Additionally, functionalization of the NP’s surface with hydrophilic molecules, such as PEG, can also greatly increase their solubility, help evading macrophage-mediated uptake and, thus, avoid removal from the systemic circulation and protect their carriers from enzymatic degradation when used in vivo . For active targeting, NPs can be easily inhibitor functionalized with a wide variety of biological moieties, such as antibodies, peptides, and/or DNA/RNA to specifically target extracellular and intracellular receptors or pathways . The use of NPs functionalized with multiple peptides or antibodies, such as monoclonal antibodies, have been described
to successfully Inhibitors,research,lifescience,medical target specific cell surface proteins or receptors on cancer cells and further direct their antitumor action, leading to tumor cell death with minimal damage to collateral healthy cells [36, 39–41]. In dilution calculator nucleic-acid
functionalized NPs, DNA and RNA macromolecules can be used to simultaneously target specific Inhibitors,research,lifescience,medical sequences and exert their genetic-based therapy [42, 43]. To help tracking noble metal NPs in vivo and enhance the imaging properties of such moieties, leading to more efficient control of their therapeutic properties, they can also be functionalized with chemical moieties, such as Raman [44, 45] or fluorescent [46, 47] reporters. 2.2. Gene Silencing Antisense Inhibitors,research,lifescience,medical DNA [48, 49] and RNA interference (RNAi) via the use of small-interfering RNA [50–53] have emerged as a powerful and useful tools to block gene function and for sequence-specific Inhibitors,research,lifescience,medical posttranscriptional gene silencing, playing an important role in downregulation of specific gene expression in cancer cells.
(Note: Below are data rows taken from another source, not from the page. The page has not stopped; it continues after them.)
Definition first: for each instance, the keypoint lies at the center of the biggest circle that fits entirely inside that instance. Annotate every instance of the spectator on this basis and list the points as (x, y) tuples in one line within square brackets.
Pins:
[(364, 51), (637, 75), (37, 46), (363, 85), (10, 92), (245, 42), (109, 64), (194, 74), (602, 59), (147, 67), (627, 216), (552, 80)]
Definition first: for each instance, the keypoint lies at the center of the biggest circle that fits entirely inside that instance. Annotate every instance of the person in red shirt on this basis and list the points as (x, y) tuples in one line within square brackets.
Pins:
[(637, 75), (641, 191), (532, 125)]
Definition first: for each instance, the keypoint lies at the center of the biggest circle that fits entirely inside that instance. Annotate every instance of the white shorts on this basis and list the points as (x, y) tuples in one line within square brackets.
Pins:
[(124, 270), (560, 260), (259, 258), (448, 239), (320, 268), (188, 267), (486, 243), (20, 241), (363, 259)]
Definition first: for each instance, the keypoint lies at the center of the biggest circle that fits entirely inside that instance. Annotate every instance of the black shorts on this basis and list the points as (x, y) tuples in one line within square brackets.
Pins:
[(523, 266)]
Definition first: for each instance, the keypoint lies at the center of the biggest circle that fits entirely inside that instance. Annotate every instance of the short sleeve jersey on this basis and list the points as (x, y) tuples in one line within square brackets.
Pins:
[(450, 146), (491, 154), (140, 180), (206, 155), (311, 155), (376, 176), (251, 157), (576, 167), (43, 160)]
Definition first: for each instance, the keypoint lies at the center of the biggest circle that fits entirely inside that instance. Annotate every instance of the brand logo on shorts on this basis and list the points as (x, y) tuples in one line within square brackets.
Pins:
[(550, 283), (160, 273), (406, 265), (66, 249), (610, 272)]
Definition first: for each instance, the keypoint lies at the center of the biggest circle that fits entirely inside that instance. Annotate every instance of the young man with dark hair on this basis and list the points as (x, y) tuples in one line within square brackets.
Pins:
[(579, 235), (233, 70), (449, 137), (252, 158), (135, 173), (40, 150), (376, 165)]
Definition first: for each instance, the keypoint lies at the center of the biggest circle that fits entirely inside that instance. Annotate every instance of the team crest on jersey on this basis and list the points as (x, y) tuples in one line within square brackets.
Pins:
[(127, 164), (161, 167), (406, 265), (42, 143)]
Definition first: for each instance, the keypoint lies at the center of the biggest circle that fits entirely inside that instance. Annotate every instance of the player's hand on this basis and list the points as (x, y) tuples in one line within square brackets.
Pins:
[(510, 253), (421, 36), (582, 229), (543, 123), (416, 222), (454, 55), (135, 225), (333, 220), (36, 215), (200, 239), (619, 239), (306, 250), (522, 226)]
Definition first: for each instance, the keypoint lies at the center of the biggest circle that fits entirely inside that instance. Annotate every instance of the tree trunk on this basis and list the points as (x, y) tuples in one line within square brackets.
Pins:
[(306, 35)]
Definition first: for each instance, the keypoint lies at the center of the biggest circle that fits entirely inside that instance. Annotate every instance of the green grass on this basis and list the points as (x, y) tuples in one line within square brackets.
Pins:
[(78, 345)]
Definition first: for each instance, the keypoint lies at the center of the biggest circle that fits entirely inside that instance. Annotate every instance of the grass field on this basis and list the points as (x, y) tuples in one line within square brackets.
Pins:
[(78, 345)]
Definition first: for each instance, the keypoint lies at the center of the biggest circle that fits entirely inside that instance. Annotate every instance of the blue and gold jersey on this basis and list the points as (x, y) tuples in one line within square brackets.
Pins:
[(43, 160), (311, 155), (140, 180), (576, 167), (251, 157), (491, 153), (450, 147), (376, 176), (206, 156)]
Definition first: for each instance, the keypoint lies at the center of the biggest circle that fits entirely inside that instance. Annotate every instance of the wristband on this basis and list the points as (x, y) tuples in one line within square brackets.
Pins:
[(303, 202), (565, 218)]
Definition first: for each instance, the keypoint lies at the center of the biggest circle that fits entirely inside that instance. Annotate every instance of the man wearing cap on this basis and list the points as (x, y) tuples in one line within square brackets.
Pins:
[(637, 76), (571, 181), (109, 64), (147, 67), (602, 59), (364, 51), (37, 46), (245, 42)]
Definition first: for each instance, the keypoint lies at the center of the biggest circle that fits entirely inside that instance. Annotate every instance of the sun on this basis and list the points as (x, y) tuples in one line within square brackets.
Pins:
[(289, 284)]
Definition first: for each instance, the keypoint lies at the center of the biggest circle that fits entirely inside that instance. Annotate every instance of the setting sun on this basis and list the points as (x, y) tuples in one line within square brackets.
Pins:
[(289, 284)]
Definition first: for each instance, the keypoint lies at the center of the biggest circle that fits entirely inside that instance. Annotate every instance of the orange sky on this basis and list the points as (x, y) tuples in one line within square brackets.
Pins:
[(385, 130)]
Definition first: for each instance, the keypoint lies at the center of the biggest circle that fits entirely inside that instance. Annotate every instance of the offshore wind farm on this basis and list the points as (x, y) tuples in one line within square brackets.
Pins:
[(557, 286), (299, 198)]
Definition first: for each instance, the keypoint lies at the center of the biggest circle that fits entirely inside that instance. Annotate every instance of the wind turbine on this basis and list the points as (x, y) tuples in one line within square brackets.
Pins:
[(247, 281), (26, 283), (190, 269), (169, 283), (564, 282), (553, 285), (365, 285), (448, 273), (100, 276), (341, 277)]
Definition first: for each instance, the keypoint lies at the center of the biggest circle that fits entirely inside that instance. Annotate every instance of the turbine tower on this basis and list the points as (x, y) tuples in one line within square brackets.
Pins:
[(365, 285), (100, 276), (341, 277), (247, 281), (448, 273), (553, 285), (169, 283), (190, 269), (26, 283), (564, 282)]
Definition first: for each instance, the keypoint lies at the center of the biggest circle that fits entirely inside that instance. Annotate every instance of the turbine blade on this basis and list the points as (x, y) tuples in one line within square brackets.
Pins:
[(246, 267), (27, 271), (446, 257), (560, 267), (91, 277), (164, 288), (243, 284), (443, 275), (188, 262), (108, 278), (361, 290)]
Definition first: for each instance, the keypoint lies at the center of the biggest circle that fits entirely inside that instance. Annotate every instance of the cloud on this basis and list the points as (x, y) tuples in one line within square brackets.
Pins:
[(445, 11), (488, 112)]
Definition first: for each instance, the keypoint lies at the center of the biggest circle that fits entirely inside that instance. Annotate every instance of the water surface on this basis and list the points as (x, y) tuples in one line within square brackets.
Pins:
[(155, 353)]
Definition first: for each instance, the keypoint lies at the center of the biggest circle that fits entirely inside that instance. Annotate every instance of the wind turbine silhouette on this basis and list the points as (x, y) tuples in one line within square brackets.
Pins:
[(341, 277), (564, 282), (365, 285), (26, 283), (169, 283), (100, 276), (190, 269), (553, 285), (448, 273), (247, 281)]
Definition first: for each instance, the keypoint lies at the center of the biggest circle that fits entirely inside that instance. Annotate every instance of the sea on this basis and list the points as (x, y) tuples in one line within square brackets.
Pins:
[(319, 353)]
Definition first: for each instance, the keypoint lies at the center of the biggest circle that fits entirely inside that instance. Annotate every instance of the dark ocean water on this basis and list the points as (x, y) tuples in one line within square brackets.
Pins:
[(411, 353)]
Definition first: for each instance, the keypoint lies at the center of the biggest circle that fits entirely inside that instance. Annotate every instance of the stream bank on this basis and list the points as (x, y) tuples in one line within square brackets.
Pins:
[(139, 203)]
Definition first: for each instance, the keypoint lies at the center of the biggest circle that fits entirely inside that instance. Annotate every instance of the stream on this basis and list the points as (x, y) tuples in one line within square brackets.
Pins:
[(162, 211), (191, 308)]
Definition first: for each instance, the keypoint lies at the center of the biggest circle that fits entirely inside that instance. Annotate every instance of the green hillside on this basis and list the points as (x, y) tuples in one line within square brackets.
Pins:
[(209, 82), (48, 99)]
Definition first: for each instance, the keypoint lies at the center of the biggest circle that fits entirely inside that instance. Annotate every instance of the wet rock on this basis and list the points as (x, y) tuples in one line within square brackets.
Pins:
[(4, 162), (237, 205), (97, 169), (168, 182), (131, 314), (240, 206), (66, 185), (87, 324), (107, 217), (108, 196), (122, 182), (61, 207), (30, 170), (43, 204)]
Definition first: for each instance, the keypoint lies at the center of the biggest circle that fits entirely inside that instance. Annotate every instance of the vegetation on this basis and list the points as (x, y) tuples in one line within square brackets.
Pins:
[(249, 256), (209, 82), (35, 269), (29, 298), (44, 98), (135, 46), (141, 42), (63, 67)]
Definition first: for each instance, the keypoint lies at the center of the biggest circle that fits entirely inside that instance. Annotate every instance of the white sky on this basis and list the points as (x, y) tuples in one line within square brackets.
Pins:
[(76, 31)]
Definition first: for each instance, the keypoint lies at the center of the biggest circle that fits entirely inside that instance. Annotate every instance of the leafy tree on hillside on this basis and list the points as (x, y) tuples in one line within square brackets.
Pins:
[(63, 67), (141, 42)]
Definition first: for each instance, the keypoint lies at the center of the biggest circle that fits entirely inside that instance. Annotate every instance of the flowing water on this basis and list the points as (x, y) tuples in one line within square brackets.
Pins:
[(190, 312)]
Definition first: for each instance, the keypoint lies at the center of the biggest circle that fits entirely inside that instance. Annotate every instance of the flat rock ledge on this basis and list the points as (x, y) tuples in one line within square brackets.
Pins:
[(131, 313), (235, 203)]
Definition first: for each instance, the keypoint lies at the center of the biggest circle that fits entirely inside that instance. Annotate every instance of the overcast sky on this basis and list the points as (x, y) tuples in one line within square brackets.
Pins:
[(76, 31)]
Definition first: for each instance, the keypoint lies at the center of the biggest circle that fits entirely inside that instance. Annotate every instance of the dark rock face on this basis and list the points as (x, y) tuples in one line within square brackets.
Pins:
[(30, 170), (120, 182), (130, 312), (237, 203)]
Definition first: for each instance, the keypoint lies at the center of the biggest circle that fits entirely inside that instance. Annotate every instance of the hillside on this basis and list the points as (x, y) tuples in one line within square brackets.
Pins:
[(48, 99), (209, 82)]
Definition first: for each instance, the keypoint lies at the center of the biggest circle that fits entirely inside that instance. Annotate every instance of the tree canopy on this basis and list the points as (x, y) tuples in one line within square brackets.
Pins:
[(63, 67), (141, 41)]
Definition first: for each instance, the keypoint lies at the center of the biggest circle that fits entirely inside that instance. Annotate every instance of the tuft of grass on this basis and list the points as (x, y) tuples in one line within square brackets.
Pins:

Small interfering RNAs (siRNAs) can be transfected into mammalian cells by a variety of methods that influence the strength and duration of the silencing response, which in turn is affected
by the amount of siRNA that is delivered and on the potential of each siRNA to suppress its Inhibitors,research,lifescience,medical target. Thus, one drawback of using naked siRNAs is that they show extremely short half-lives, weak protection against action by RNases, poor chemical stability, Cilengitide and common dissociation from vector . In fact, the major obstacle to clinical application is the uncertainty about how to deliver therapeutic RNAs (e.g., miRNA and/or siRNA) with maximal therapeutic impact. Nanotechnology offers an unprecedented opportunity to overcome these problems, as nanoscale devices, due to their small size, can readily interact with biomolecules on both the surface of cells and inside of cells for longer periods of time . Gold NPs (AuNPs) have shown potential as intracellular delivery vehicles for antisense oligonucleotides  and for therapeutic siRNA by providing protection against RNAses and ease of functionalization for selective targeting [42, 43].